Pangenomics is relatively new, but offers huge potential to accelerate crop improvement. When breeders or researchers want to identify candidate DNA sequences (e.g. for gene-editing, or selecting individuals for breeding programs), they often do a genome-wide association study (GWAS).

This involves sequencing the whole genomes of many individuals and comparing them to a single ‘reference’ genome, in order to identify genomic regions that vary across individuals. Homing in on those regions, they search for correlations between particular genetic variants (genotypes) and particular plant traits (phenotypes), such as growth rate, yield, or drought tolerance.

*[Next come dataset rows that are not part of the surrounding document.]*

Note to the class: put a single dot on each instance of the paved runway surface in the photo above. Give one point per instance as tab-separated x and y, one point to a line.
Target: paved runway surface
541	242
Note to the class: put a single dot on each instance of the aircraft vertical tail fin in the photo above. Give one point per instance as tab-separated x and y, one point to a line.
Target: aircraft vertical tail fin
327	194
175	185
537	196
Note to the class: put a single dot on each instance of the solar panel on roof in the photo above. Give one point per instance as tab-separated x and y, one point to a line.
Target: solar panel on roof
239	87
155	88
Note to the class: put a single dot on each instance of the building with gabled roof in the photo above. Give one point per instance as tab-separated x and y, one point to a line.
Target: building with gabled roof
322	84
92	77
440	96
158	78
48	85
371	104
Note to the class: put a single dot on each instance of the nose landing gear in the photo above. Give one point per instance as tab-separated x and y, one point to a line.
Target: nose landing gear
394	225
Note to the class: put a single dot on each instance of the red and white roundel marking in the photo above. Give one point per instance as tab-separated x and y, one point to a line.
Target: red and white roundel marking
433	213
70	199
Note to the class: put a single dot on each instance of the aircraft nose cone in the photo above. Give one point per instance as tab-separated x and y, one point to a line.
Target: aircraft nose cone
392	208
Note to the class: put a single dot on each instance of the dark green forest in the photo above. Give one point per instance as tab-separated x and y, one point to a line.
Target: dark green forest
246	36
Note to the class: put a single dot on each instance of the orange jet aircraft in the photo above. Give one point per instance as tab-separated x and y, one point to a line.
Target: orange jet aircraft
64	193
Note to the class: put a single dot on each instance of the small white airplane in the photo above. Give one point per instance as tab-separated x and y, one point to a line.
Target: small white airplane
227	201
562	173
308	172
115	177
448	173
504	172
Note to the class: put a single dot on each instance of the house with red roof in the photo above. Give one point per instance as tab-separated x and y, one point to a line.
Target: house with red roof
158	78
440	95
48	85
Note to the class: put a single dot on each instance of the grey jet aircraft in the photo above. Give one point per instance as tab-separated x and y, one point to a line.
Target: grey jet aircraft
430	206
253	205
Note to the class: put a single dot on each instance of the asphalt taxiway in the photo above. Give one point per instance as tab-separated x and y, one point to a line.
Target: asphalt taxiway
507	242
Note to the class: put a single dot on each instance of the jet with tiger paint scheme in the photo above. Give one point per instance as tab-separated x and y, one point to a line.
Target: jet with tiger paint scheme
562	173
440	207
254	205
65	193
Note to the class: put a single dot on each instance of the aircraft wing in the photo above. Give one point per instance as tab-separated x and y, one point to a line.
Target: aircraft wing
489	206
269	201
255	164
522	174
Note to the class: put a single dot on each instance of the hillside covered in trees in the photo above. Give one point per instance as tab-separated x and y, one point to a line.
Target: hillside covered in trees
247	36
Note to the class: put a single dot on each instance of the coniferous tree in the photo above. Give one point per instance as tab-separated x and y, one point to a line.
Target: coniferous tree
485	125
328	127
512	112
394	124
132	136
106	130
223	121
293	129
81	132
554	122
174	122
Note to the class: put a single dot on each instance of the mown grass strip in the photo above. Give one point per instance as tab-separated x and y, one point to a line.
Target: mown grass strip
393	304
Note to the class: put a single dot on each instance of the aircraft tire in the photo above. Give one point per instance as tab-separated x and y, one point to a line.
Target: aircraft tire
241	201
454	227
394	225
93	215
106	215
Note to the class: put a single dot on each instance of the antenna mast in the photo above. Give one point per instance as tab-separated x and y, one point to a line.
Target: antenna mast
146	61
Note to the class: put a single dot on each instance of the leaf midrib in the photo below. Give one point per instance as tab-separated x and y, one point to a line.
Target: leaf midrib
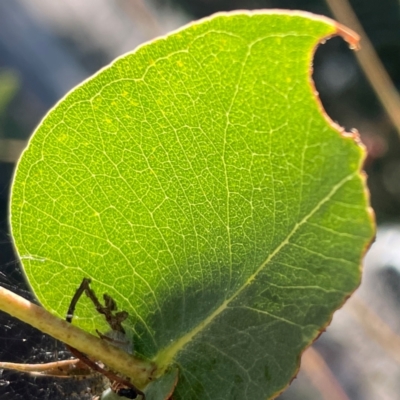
167	355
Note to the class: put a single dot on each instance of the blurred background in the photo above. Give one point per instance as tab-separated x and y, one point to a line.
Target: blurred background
48	47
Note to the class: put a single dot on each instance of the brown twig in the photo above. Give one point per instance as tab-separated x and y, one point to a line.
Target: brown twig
140	371
369	61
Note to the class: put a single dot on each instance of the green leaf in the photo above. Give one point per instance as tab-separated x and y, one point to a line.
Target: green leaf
197	182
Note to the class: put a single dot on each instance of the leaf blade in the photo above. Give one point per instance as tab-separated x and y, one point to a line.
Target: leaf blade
194	166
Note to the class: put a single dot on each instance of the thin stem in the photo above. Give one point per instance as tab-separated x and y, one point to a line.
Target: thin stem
139	371
369	61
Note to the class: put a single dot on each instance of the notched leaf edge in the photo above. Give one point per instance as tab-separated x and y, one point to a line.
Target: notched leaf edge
353	39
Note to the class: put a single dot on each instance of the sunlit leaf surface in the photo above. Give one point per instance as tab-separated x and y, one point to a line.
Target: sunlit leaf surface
196	181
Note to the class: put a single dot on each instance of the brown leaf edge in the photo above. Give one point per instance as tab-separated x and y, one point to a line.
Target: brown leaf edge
353	39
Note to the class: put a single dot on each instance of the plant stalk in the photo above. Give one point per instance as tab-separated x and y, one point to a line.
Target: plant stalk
139	371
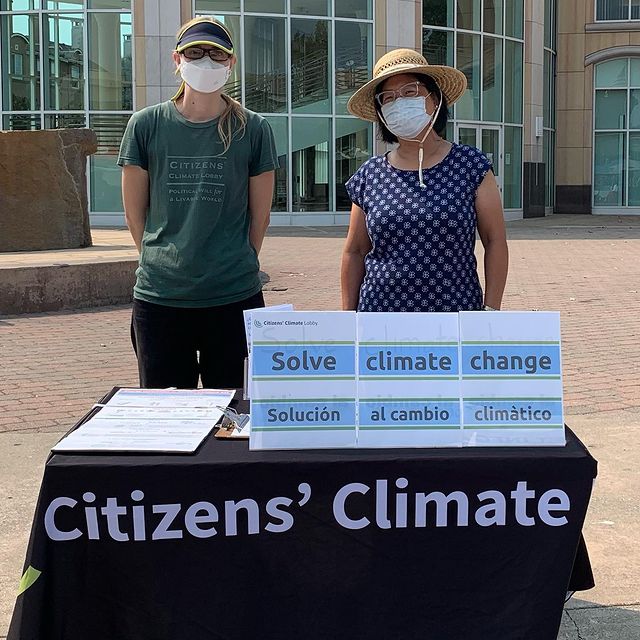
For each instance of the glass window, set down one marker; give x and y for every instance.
(634, 109)
(265, 6)
(310, 7)
(64, 75)
(265, 66)
(21, 92)
(513, 81)
(110, 4)
(468, 136)
(437, 13)
(68, 5)
(437, 46)
(217, 6)
(104, 173)
(492, 16)
(310, 66)
(549, 23)
(281, 134)
(612, 74)
(353, 60)
(22, 122)
(634, 169)
(548, 109)
(65, 121)
(609, 169)
(469, 14)
(514, 18)
(548, 151)
(635, 71)
(19, 5)
(492, 80)
(110, 73)
(612, 10)
(468, 54)
(353, 147)
(512, 195)
(490, 144)
(611, 109)
(360, 9)
(310, 164)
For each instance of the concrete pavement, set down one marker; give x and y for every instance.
(55, 365)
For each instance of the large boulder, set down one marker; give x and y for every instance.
(43, 189)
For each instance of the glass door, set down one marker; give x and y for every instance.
(487, 139)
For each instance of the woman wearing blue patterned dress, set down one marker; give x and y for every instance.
(416, 209)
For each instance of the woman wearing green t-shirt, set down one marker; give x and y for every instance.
(197, 186)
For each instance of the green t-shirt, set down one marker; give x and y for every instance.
(195, 248)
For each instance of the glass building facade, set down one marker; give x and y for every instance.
(539, 102)
(70, 64)
(485, 40)
(298, 68)
(549, 107)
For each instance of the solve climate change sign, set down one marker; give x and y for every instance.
(341, 379)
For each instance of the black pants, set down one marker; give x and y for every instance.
(175, 346)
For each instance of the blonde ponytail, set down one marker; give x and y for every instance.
(232, 122)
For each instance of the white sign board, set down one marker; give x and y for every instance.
(511, 379)
(408, 380)
(303, 392)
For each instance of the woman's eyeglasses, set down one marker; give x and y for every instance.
(197, 53)
(409, 90)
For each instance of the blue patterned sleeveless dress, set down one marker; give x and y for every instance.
(423, 238)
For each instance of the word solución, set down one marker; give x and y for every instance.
(385, 505)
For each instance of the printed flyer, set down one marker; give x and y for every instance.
(511, 374)
(408, 380)
(303, 392)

However, a reference genome can only tell you so much. “A single reference genome only tells you about genes of only one particular individual,” explains Varshney.  “Pangenomics can tell you about all possible genes for a given crop species.”

The first crop pangenome was developed for maize in 2014. Since then, researchers have created many more, including major crop species like rice, soybean, and rapeseed.

In 2021, Varshney and his team built a pangenomic map for chickpea using sequencing data from 3,366 genomes. Along the way, they identified superior haplotypes for desirable crop traits, and 56 germplasm lines that could be used for bringing novel haplotypes into the elite germplasm through haplotype-based breeding.

“Now that we have identified superior haplotypes for agronomic traits such as seed size, we can develop assays for those haplotypes,” says Varshney. “[This means] chickpea breeding programmes like Chickpea Breeding Australia can start using this information to introgress superior haplotypes in commercial chickpea varieties.” This he says will provide higher yield and revenues to chickpea growers in Australia.

So, pangenomics lets us take stock of the diversity across an entire species, enabling us to approach crop improvement from a truly global perspective.

HapCat analysis, on the other hand, usually focuses on a smaller population of individuals. Instead of trying to describe all possible genetic variants, HapCat analysis creates a “catalogue of haplotypes”. This is basically a database of all individuals in a population, and the genetic variants they carry on each chromosome. This fine-scale information helps plant breeders select parents to cross together in order to produce superior offspring.

Varshney’s aim for the Chickpea PanGenome & HapCat Hub is to develop and refine data tools and pipelines for using HapCat and pangenomics for crop improvement.

“At present, different research groups have specialized data analytical tools and pipelines that need specialized bioinformatics skills to run pangenome and HapCat analysis, he says. “We would like to refine those tools and pipelines so that they can be used by researchers with minimum bioinformatics skill.”

Developing user-friendly analytical tools is important, he says, because it helps to “democratize” the genomic sequencing era, and to bring its benefits to developing countries as well.

Beyond refining the toolkit and making it more accessible, Varshney also hopes to raise awareness for these methods and to educate the wider plant genetic resources community, through targeted capacity-building workshops and webinars.